Natalie Nougayrède, journaliste diplomatique au quotidien Le Monde, pourrait devenir bientôt la première femme à diriger ce journal français de référence, après avoir été choisie cette semaine par les actionnaires du journal, une décision qui doit être confirmée par la rédaction.

AGENCE FRANCE-PRESSE

Cette journaliste expérimentée de 46 ans, ex-correspondante à Moscou et spécialiste de l'ex-URSS, lauréate du prestigieux prix Albert-Londres, est au quotidien du soir depuis 1996.

Elle dispose maintenant de deux semaines pour convaincre la rédaction de la justesse du choix des actionnaires et décrocher son aval lors d'un vote prévu le 1er mars de la Société des rédacteurs du Monde (SRM).
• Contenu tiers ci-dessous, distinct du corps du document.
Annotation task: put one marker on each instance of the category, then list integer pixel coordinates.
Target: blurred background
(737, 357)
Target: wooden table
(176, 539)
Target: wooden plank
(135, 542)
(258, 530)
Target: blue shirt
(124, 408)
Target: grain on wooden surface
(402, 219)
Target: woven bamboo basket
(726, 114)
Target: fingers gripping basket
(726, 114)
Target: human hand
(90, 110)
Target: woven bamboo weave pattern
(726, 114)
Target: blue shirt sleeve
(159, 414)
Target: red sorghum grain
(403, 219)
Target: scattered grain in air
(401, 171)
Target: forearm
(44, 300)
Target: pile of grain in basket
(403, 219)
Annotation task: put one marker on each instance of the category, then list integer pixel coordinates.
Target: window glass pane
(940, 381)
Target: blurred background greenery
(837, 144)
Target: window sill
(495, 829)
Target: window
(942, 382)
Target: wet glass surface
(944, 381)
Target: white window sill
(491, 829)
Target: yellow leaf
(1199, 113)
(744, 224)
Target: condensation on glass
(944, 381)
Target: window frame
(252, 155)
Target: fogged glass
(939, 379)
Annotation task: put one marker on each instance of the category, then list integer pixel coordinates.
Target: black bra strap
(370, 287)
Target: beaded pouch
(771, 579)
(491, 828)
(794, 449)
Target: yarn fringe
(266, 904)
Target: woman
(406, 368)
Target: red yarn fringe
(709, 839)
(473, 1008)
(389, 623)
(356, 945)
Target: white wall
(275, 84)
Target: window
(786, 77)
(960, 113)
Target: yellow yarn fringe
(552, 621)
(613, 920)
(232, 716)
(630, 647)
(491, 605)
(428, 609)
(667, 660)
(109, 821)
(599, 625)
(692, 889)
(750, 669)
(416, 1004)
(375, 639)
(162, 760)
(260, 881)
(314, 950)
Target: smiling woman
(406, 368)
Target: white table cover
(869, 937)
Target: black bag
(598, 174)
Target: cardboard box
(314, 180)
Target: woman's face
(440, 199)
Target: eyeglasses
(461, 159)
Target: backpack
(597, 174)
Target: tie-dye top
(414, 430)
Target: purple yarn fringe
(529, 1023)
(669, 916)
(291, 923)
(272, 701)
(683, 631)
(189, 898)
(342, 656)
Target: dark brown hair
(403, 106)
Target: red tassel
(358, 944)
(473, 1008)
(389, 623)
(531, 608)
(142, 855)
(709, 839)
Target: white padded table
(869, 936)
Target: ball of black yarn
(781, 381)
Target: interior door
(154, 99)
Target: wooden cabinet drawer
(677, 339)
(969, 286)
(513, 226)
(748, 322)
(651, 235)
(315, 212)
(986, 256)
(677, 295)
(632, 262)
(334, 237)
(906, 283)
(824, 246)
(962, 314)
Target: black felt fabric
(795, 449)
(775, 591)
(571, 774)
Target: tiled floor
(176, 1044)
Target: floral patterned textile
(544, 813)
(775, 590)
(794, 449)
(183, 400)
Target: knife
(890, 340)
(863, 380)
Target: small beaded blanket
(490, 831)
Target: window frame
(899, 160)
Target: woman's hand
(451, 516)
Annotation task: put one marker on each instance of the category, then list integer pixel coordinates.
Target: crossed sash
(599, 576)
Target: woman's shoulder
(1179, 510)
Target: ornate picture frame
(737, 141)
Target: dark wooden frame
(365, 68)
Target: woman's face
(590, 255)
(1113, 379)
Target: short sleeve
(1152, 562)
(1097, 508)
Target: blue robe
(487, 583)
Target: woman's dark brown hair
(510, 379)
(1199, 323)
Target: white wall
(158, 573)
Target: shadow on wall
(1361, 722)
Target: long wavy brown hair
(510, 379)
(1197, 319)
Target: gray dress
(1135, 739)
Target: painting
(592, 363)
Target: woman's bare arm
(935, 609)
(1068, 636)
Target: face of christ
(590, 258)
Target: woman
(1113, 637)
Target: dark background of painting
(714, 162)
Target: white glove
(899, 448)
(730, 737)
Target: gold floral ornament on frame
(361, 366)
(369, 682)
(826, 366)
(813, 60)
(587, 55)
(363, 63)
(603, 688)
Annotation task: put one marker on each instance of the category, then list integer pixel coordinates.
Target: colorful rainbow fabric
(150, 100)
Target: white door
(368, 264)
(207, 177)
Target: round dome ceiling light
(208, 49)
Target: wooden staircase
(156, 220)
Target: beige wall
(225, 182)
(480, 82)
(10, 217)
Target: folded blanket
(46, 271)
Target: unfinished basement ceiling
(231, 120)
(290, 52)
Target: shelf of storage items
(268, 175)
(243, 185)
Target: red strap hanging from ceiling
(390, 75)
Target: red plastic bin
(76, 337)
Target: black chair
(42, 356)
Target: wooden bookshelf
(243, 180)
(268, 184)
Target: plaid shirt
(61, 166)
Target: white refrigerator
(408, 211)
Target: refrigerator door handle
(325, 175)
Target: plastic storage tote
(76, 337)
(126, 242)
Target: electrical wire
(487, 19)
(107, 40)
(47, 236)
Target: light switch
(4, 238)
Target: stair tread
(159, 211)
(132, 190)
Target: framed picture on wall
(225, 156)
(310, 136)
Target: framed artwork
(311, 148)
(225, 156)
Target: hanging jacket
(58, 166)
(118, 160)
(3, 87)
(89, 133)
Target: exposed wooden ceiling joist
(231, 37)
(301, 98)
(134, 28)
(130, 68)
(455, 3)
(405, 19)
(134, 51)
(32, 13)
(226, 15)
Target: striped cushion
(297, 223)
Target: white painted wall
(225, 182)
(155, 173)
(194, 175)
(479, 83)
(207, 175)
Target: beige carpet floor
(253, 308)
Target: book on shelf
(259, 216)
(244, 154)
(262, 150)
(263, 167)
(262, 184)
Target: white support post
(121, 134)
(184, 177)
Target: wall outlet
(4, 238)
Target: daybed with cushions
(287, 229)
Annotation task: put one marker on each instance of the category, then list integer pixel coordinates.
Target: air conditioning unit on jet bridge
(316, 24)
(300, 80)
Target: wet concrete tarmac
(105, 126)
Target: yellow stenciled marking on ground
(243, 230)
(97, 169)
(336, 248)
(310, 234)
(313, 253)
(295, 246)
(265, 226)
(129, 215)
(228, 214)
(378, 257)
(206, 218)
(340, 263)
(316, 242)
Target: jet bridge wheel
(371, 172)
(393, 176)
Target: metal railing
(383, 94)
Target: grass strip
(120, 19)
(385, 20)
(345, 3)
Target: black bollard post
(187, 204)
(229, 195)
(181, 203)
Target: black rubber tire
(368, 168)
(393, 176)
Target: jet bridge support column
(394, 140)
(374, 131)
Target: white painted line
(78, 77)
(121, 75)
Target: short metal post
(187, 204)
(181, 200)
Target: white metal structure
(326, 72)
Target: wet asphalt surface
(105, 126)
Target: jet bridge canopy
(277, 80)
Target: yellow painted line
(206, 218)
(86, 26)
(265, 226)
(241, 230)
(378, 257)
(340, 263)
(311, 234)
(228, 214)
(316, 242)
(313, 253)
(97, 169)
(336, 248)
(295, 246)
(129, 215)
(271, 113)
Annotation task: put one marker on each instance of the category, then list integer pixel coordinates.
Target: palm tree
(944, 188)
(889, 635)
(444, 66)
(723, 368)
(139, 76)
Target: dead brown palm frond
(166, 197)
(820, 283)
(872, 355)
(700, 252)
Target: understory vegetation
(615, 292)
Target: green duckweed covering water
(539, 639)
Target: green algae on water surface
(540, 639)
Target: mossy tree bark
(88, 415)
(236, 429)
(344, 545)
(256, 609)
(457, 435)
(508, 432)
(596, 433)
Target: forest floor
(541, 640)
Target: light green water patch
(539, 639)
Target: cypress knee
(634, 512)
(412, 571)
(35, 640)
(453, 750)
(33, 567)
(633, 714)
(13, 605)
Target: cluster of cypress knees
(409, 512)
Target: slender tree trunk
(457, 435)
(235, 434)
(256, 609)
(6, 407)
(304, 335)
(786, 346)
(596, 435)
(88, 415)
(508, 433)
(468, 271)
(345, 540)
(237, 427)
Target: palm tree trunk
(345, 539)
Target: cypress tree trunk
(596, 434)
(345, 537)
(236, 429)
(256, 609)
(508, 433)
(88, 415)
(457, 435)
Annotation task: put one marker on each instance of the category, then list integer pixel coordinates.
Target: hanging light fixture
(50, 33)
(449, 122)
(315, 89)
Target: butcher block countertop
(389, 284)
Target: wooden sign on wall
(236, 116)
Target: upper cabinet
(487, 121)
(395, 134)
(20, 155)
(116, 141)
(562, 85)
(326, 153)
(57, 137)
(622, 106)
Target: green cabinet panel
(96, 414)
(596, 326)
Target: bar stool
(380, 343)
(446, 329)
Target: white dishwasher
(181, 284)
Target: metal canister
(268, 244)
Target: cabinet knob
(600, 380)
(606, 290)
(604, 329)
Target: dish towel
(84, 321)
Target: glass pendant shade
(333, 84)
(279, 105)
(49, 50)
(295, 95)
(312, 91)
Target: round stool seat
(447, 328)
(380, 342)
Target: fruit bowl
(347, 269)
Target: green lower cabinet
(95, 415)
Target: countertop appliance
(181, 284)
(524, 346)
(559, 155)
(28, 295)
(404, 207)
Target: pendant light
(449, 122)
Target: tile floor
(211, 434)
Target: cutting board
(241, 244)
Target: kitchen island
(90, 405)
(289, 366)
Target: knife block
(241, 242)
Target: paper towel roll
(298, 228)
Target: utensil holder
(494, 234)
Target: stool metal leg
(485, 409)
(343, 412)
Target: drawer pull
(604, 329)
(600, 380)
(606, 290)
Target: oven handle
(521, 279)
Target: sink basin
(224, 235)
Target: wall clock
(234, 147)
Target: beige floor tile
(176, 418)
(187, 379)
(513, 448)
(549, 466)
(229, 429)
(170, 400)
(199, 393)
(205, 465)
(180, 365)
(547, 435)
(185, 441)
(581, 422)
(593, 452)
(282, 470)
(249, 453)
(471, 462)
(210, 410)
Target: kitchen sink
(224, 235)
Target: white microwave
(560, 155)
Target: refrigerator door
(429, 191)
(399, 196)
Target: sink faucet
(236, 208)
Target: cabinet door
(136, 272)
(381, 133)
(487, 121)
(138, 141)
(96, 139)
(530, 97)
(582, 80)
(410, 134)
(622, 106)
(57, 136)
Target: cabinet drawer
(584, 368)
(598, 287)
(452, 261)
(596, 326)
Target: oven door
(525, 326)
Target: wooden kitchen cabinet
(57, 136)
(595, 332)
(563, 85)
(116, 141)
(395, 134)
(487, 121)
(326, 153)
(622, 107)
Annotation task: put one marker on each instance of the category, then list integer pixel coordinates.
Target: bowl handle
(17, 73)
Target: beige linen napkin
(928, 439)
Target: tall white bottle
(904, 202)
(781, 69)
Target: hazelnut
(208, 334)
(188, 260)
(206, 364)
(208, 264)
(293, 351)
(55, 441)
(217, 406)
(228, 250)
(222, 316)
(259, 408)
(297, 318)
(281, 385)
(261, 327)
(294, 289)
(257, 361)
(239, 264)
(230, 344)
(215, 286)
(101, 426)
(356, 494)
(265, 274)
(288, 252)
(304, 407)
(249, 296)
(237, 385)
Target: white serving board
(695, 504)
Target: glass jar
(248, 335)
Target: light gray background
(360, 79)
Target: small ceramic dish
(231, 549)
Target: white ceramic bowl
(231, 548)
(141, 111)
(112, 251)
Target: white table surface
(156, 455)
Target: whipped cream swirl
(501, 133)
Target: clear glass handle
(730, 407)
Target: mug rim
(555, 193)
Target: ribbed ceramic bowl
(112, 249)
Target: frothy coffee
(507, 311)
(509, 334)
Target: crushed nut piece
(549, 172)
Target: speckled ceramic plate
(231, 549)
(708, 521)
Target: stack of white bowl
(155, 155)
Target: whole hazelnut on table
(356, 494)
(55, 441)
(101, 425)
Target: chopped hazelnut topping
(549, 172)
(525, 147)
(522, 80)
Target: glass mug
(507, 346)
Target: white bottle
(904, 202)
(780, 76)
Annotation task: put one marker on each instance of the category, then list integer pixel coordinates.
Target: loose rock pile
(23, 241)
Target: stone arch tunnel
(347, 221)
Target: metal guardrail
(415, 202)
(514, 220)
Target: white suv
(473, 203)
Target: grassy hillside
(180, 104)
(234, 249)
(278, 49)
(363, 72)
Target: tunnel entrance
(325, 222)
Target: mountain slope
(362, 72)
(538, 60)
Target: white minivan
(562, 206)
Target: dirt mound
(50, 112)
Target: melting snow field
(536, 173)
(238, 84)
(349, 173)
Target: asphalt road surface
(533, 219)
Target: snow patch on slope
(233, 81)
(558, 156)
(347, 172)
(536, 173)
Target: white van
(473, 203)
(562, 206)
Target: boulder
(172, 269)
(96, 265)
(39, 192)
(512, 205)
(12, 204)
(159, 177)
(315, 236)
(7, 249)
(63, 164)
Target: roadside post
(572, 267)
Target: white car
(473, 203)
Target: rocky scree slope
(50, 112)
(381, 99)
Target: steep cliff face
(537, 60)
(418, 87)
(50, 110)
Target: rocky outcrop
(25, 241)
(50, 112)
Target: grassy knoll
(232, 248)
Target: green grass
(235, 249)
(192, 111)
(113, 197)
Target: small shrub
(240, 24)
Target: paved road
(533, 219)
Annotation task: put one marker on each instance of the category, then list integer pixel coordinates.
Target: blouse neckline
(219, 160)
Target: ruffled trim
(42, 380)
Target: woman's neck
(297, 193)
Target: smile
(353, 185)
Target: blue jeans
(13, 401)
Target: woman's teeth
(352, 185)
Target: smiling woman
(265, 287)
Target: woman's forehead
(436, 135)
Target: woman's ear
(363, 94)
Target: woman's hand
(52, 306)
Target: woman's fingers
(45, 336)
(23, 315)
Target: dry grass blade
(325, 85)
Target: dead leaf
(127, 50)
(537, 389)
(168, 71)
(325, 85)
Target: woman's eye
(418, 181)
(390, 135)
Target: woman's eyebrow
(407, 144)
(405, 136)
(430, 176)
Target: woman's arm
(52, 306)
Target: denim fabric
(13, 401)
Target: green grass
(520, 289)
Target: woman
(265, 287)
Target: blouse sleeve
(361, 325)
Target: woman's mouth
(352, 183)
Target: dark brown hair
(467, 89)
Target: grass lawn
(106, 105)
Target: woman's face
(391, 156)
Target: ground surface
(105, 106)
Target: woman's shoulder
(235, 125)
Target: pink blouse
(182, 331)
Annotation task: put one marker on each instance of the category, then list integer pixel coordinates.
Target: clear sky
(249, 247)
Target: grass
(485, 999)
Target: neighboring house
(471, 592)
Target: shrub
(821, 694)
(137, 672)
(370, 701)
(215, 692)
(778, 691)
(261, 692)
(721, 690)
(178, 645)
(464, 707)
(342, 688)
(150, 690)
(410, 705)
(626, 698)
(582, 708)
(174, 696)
Pour que sa désignation comme directrice du quotidien soit entérinée, elle doit recueillir 60% de suffrages favorables de la rédaction.

MM. Pierre Bergé, Xavier Niel et Matthieu Pigasse, le trio d'hommes d'affaires actionnaires majoritaires du groupe, l'ont préférée mercredi à trois autres candidats en lice, Alain Faujas, Arnaud Leparmentier et Franck Nouchi, tous membres de la rédaction.

Appréciée en interne comme en externe pour son professionnalisme, la journaliste deviendrait la première femme à diriger le quotidien lancé en 1944 par Hubert Beuve-Méry. Elle a une réputation d'«indépendante», assure une consoeur.

Sa nomination n'est cependant pas encore acquise car certains lui reprochent une carrière uniquement tournée vers l'international, un manque d'expérience dans les fonctions de direction ou encore une connaissance peu développée de la rédaction internet du journal.

Le précédent directeur du Monde, Erik Izraelewicz, désigné en février 2011, est décédé en décembre d'une crise cardiaque dans son bureau.

Diplômée de l'Institut d'études politiques de Strasbourg (est) en 1988 et du Centre de formation des journalistes à Paris, Natalie Nougayrède a commencé sa carrière au service Étranger de Libération en 1990, travaillant aussi pour la BBC. Elle a rejoint Le Monde en 1996, pour lequel elle a couvert dans les années 1990 les transitions en Europe centrale et dans l'ex-URSS.

Correspondante permanente à Moscou de 2001 à 2005, elle a reçu le prix Albert-Londres pour sa couverture de la prise d'otages meurtrière dans l'école de Beslan, en Ossétie du Nord en septembre 2004.